Scientists from Sydney's Children's Medical Research Institute have made a groundbreaking discovery about how DNA repair influences cancer cell death after radiation therapy. Their research shows that different DNA repair methods can determine whether cancer cells die silently or trigger an immune response. By understanding these mechanisms, researchers might develop more targeted treatments that enhance the body's ability to fight cancer. The study, published in Nature Cell Biology, could potentially improve cancer treatment and increase cure rates.
"The surprising result of our research is that DNA repair, which normally protects healthy cells, determines how cancer cells die following radiotherapy" - Tony Cesare, CMRI by IANS
Sydney, Jan 14: Australian
researchers have found that DNA repair may determine how cancer cells die
following radiotherapy in a new study that may help improve cancer treatment
and cure rates.
Key Points
1. DNA
repair mechanisms control cancer cell death during radiotherapy
2. Different
repair methods trigger varied immune responses
3. Blocking specific repair processes could enhance treatment effectiveness
To understand how cancerous tumour cells die after
being subjected to radiotherapy, scientists from Sydney's Children's Medical
Research Institute (CMRI) followed irradiated cells for one week after
radiation therapy by using live cell microscope technology, said an
announcement by CMRI, Xinhua News agency reported.
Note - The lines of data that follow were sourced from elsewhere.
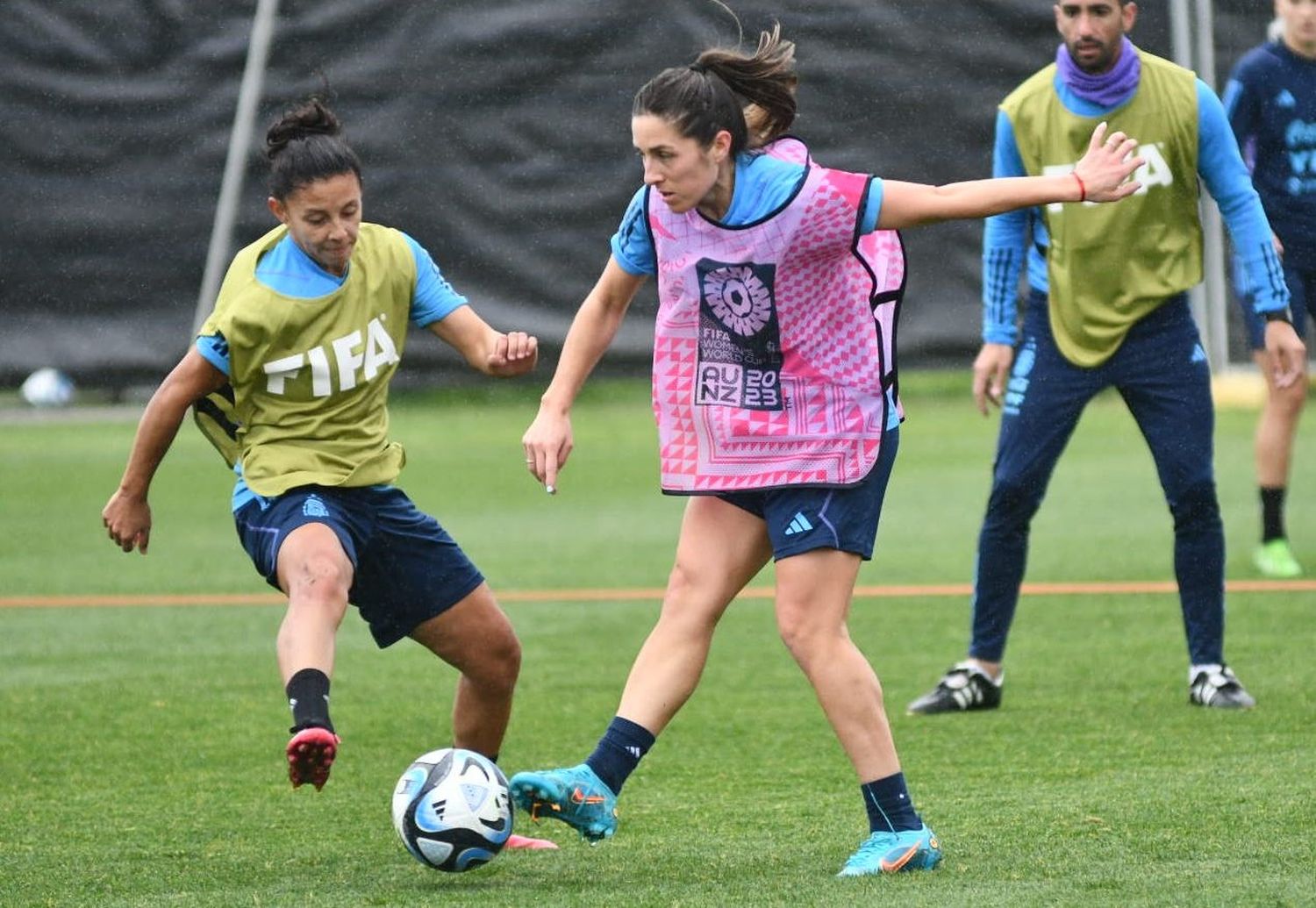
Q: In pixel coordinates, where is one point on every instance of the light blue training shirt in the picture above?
(1219, 165)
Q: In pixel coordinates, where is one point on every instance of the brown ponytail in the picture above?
(305, 145)
(750, 97)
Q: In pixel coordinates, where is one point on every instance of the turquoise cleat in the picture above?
(891, 853)
(1276, 560)
(576, 797)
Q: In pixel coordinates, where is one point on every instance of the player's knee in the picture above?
(805, 636)
(320, 578)
(691, 600)
(1197, 507)
(1289, 400)
(1012, 500)
(499, 665)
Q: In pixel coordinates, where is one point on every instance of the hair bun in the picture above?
(303, 121)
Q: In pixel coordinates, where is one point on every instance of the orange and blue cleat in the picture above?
(576, 797)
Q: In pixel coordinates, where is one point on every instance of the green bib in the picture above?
(1111, 265)
(311, 375)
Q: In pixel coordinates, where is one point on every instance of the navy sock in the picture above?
(308, 697)
(1271, 513)
(619, 752)
(889, 804)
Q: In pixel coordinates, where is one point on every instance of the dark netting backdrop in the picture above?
(497, 132)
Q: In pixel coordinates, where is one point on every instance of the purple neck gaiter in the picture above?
(1105, 89)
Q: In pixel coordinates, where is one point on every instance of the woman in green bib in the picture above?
(294, 366)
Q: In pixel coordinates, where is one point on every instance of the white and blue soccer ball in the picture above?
(452, 810)
(47, 387)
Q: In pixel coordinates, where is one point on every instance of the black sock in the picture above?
(308, 697)
(1271, 513)
(889, 804)
(619, 752)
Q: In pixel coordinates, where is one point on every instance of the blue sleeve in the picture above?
(433, 297)
(1005, 245)
(1229, 183)
(215, 347)
(632, 245)
(871, 207)
(1242, 111)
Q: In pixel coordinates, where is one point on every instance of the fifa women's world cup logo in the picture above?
(740, 345)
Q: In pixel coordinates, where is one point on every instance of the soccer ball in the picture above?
(453, 810)
(47, 387)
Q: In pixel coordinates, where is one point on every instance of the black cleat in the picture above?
(960, 690)
(1219, 687)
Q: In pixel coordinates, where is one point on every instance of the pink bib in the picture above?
(774, 342)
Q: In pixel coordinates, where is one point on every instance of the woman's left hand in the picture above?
(513, 353)
(1105, 168)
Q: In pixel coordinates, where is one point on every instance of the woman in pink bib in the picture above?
(774, 389)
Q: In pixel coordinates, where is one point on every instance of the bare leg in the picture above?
(476, 639)
(813, 594)
(720, 549)
(316, 576)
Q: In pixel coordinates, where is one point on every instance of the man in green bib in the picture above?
(1107, 307)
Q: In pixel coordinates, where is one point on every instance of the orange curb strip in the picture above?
(654, 594)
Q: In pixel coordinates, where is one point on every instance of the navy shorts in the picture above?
(805, 518)
(407, 568)
(1302, 299)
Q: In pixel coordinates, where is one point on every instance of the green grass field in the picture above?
(141, 747)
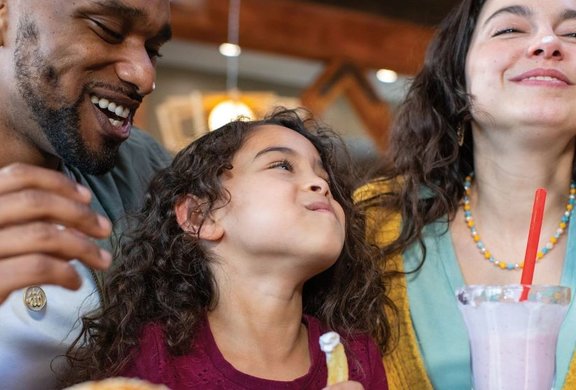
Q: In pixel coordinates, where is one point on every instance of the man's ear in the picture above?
(3, 21)
(190, 216)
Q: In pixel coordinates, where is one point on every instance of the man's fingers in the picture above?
(53, 240)
(17, 177)
(28, 270)
(33, 205)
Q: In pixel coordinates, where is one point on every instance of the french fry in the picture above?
(335, 357)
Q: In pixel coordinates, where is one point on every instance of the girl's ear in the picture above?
(190, 216)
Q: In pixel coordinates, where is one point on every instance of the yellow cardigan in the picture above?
(404, 364)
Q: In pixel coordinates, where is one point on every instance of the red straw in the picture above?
(533, 239)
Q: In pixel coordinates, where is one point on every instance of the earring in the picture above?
(460, 135)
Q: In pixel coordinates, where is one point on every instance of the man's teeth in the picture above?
(114, 108)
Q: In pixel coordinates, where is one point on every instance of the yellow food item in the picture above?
(335, 357)
(117, 383)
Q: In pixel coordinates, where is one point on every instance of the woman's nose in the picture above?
(320, 185)
(547, 46)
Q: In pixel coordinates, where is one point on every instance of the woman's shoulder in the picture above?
(374, 189)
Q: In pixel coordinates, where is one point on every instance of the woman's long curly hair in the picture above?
(426, 167)
(164, 275)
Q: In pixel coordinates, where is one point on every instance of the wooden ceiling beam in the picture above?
(306, 30)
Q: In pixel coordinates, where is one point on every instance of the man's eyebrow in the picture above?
(165, 34)
(126, 12)
(568, 14)
(281, 149)
(120, 9)
(513, 9)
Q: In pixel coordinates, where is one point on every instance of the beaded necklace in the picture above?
(545, 249)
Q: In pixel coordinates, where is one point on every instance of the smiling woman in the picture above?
(493, 102)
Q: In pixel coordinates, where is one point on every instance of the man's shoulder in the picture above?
(142, 147)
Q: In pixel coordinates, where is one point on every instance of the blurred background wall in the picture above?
(320, 54)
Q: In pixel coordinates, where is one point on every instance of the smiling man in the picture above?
(72, 75)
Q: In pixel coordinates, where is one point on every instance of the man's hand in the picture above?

"The surprising result of our research is that
DNA repair, which normally protects healthy cells, determines how cancer cells
die following radiotherapy," said Tony Cesare, head of the CMRI Genome
Integrity Unit.
He said that the study found that DNA repair processes
can recognise when overwhelming damage has occurred, such as from radiotherapy,
and instruct a cancer cell how to die.
When DNA damaged by radiation was repaired by a method
called homologous recombination, they found that cancer cells died during
reproduction, a process called cell division or mitosis.
Cesare said that death during cell division goes
unnoticed by the immune system so does not activate the desired immune
response.
However, he said that cells that dealt with
radiation-damaged DNA through other repair methods survived cell division but
released DNA repair byproducts into the cell.
"To the cell, these repair byproducts look like a
viral or bacterial infection. This causes the cancer cell to die in a manner
that alerts the immune system, which is what we do want," Cesare said.
The team showed that blocking homologous recombination
changed the way cancer cells died to evoke a strong immune response.
The researchers said that the discovery will make it possible
to use drugs that block homologous recombination to force cancer cells treated
with radiotherapy to die in a manner that alerts the immune system to the
existence of a cancer that needs to be destroyed.
The findings, which were published in the journal
Nature Cell Biology, may open up new opportunities to improve treatment and
increase cure rates, said the announcement.